Confondre "islamistes" et terrorisme est une erreur grossière, bien que les seconds servent aux premiers et en soient eux mêmes.
L'Europe peut être "soumise" sans coup férir. Les militants musulmans se livrent à une guerre de désinformation. Avec la collaboration d'ardents défenseurs de la lutte contre l'"islamophobie" par exemple.
L'objectif du "califat" ne leur fait pas oublier Sun Tsu ( ni le livre des ruses):
«Les experts dans l’art de la guerre soumettent l’armée ennemi sans combat. Ils prennent les villes sans donner l’assaut et renversent un Etat sans opérations prolongées». «Tout l’art de la guerre est fondé sur la duperie»
Pourtant, "combattre" cette guerre sans guerre, ne requiert qu'un petit effort pour moins regarder la télévision ... Explications d'un expert de la désinformatsia.
http://foster.20megsfree.com/372.htm
Les leçons de Vladimir Volkoff sur la désinformation
Volkoff découvre le livre de Mucchilli, intitulé La subversion, où la guerre subversive se voit résumée en trois points:
· 1. Démoraliser la nation adverse et désintégrer les groupes qui la composent.
· 2. Discréditer l’autorité, ses défenseurs, ses fonctionnaires, ses notables.
· 3. Neutraliser les masses pour empêcher toute intervention spontanée et générale en faveur de l’ordre établi, au moment choisi pour la prise non violente du pouvoir par une petite minorité.
Sun Tzu, et à sa suite, Volkoff, formule ses commandements :
· 1. Discréditez tout ce qui est bien dans le pays de l’adversaire.
· 2. Impliquez les représentants des couches dirigeantes du pays adverse dans des entreprises illégales. Ebranlez leur réputation et livrez-les, le moment venu, au dédain de leurs concitoyens.
· 3. Répandez la discorde et les querelles entre citoyens du pays adverse.
· 4. Excitez les jeunes contre les vieux. Ridiculisez les traditions de vos adversaires [Volkoff ajoute : Attisez la guerre entre les sexes].
· 5. Encouragez l’hédonisme et la lassivité chez l’adversaire.
Qu’est ce que la désinformation?
La désinformation dépend de trois paramètres:
· 1. Elle vise l’opinion publique, sinon elle serait de l’intoxication.
· 2. Elle emploie des moyens détournés, sinon elle serait de la propagande.
· 3. Elle a des objectifs politiques, intérieurs ou extérieurs, sinon elle serait de la publicité.
Ce qui nous conduit à la définition suivante : la désinformation est une manipulation de l’opinion publique, à des fins politiques, avec une information traitée par des moyens détournés.
La diabolisation est une forme de désinformation, car elle vise à détruire l’image de l’adversaire (ou de ses chefs) par des méthodes pseudo-objectives.
Comment réagir face à la désinformation ?
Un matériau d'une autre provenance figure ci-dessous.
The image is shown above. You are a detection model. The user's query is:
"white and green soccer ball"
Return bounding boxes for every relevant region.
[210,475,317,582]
· 1. Il faut d’abord rester modeste et ne pas prétendre simplifier à outrance des réalités complexes. L’homme libre, l’esprit autonome, pose un jugement historique (généalogique, archéologique), profond, sur les réalités politiques du monde.
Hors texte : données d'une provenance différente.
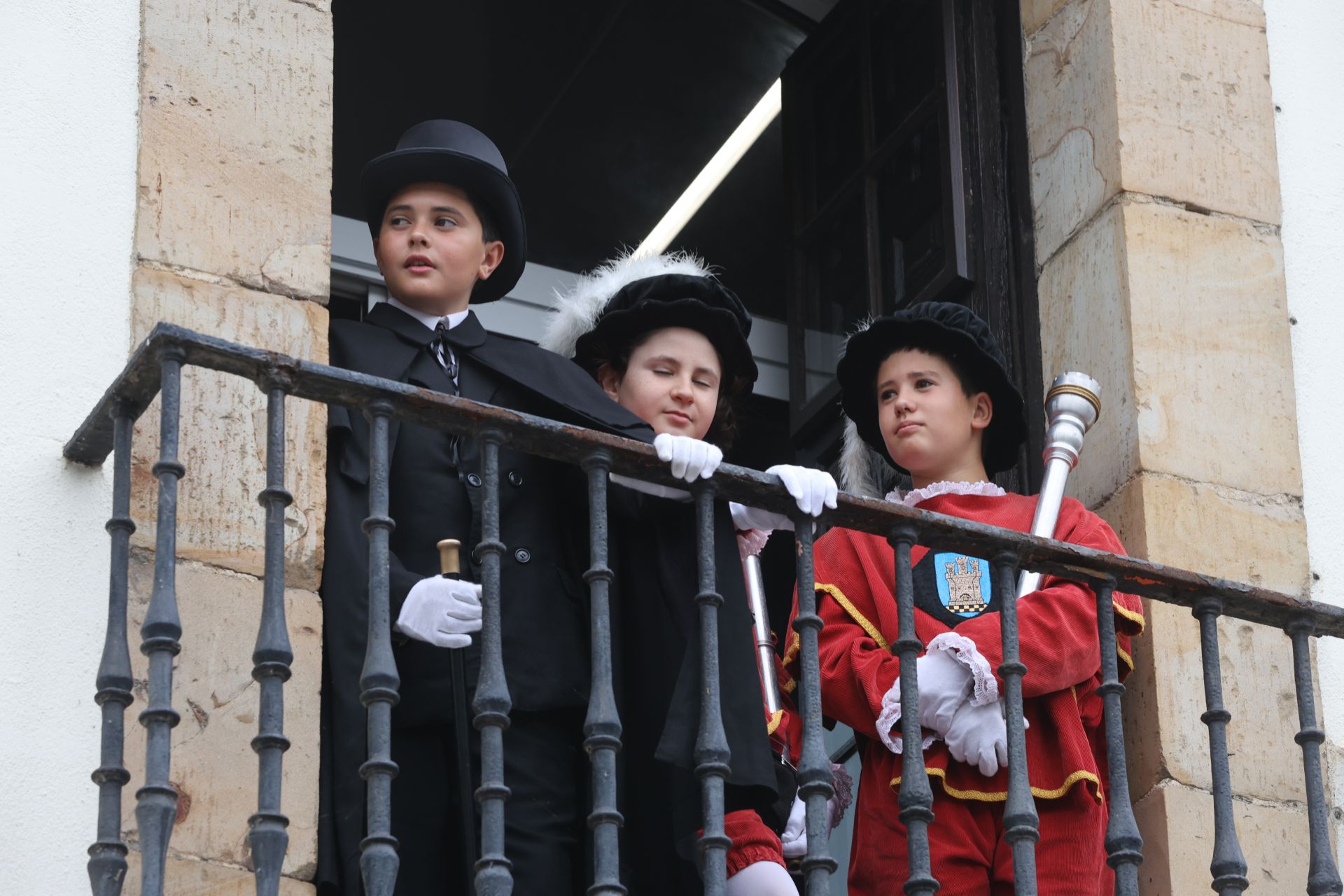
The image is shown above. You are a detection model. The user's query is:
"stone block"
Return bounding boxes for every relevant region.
[1024,0,1121,265]
[1124,202,1302,502]
[136,0,333,301]
[121,850,317,896]
[1110,0,1282,224]
[1036,206,1138,507]
[1098,473,1306,799]
[130,267,327,589]
[1020,0,1072,36]
[1134,783,1308,896]
[121,551,323,892]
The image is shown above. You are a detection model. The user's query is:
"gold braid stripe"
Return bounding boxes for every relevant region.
[816,582,891,650]
[891,766,1106,804]
[1110,601,1145,637]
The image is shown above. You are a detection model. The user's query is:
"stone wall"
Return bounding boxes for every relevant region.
[122,0,332,895]
[1021,0,1308,896]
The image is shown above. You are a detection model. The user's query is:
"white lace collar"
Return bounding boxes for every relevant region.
[887,479,1008,506]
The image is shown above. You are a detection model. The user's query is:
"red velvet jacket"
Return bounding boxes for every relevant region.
[781,493,1144,806]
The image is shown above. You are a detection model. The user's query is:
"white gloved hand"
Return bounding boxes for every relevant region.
[916,650,972,735]
[729,463,840,532]
[766,463,840,518]
[780,794,836,858]
[653,433,723,482]
[944,699,1008,778]
[723,860,798,896]
[394,575,481,648]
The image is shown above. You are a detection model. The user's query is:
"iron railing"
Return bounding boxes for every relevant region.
[64,323,1344,896]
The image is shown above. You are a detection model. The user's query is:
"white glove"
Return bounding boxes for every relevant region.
[766,463,840,515]
[916,650,972,735]
[780,794,836,858]
[653,433,723,482]
[723,860,798,896]
[944,699,1008,778]
[394,575,481,648]
[729,463,839,532]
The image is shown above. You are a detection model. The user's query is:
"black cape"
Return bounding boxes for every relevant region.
[317,304,653,893]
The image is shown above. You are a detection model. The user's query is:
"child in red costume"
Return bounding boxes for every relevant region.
[785,302,1144,896]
· 2. Il faut, dans tous les cas de figure, rester méfiant. Il faut systématiquement recouper les informations, s’interroger sur la plausibilité d’une information médiatique, se méfier des répétitions et des appels systématiques à l’émotion.
· 3. Il faut s’informer soi-même, lire des ouvrages élaborés sur les peuples, les régions, les régimes, les situations incriminées dans les grands médias. Une culture personnelle solide permet de repérer immédiatement les simplifications journalistiques et médiatiques.
· 4. Il faut lire des ouvrages et des journaux ouvertement idéologiques, non conformistes, qualifiés de “marginaux”, car ils expriment des vérités autres, mettent en exergue des faits occultés par les grands consortiums médiatiques. Lire ces ouvrages et cette presse doit évidemment se faire de manière intelligente et critique, pour ne pas tomber dans des simplifications différentes et tout aussi insuffisantes.
· 5. Il faut créer et animer des cercles alternatifs d’analyse, afin de ne pas laisser “sous le boisseau” les vérités que l’on a glânées individuellement par de bonnes lectures alternatives.